Frieri, 28, has been even worse than Grilli, posting a 6.39 ERA and 1.36 WHIP early in 2014. But it's easy to see why Huntington would make the swap. Given his age, Frieri provides more long term upside. He's also enjoyed success in the closers role for the Angels, saving 60 games between 2012-2013. so they know what he's capable of doing when he's locked in.
In the case of both pitchers, it's a matter of patience and hope now. Both are likely to be eased into roles in their new locations. Angels manager Mike Scioscia already indicated as much for Grilli.

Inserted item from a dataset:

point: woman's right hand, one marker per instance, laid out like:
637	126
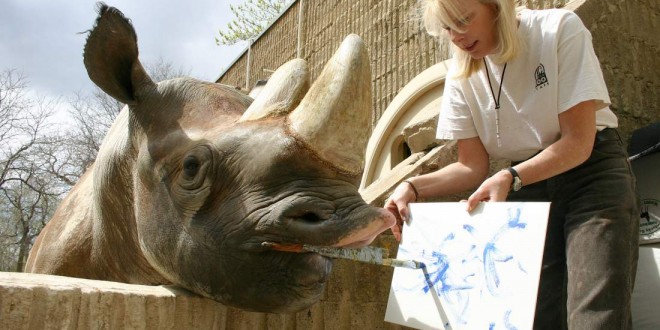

#Angels Scioscia said he'll wait and see where Grilli fits in.
— Jeff Fletcher (@JeffFletcherOCR) June 27, 2014
It's seems like more of a risk for Los Angeles, simply because they're giving up on a younger arm that has succeeded in late inning situations. With that said, they're obviously focused on the here and now, and prefer the more experienced and established arm in this scenario.
We'll see how it works out for both sides in due time. In the meantime, welcome to the official open of trading season around MLB. The fun is only just beginning.